Pointe Mall, Orlando, 2020. From Floridas.
Anastasia Samoylova is an American artist (b. 1984, Russia) who alternates between observational photography and studio practice. Her recent solo exhibition Floridas: Anastasia Samoylova and Walker Evans was on view at The Metropolitan Museum of Art, New York, from October 14, 2024, to May 11, 2025. A major survey of her work was presented at the Saatchi Gallery, London, from November 2024 through January 2025.
After relocating to Miami in 2016, Samoylova began developing an immersive, observational approach to photography. This led to her first monograph, FloodZone, a study of how environmental vulnerability is visualized in flood-prone communities. Her Floridas project continued this inquiry with a kaleidoscopic, often contradictory portrait of the state’s layered cultural and political identity. In Image Cities (2023), she turned outward to global metropolises, exploring the impact of media saturation on the urban landscape.

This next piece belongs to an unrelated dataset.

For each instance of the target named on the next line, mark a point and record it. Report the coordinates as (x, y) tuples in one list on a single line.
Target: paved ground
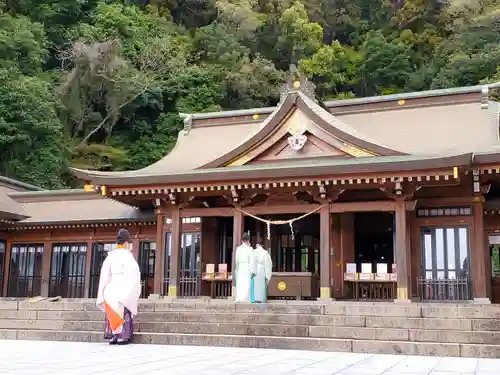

Her forthcoming project, Atlantic Coast, debuts in Fall 2025 at the Norton Museum of Art and is accompanied by a new monograph from Aperture. Retracing and expanding upon Berenice Abbott’s historic Route 1 series, Atlantic Coast asks what it means to be American today—probing the myths of freedom, movement, and belonging embedded in the idea of the open road.
Samoylova’s recent exhibitions include the Nasher Museum of Art; C/O Berlin; V&A Dundee; Fundación MAPFRE Madrid and Barcelona; Amerika Haus Munich; George Eastman Museum; Chrysler Museum of Art; and Kunst Haus Wien.
Her work is held in the collections of the Museum of Modern Art, New York; The Metropolitan Museum of Art, New York; Perez Art Museum, Miami; High Museum of Art, Atlanta; and the Museum of Contemporary Photography, Chicago, among others. Published monographs include FloodZone (Steidl, 2019), Floridas (Steidl, 2022), Image Cities (Fundación MAPFRE/Hatje Cantz, 2023), and Adaptation (Thames & Hudson, 2024).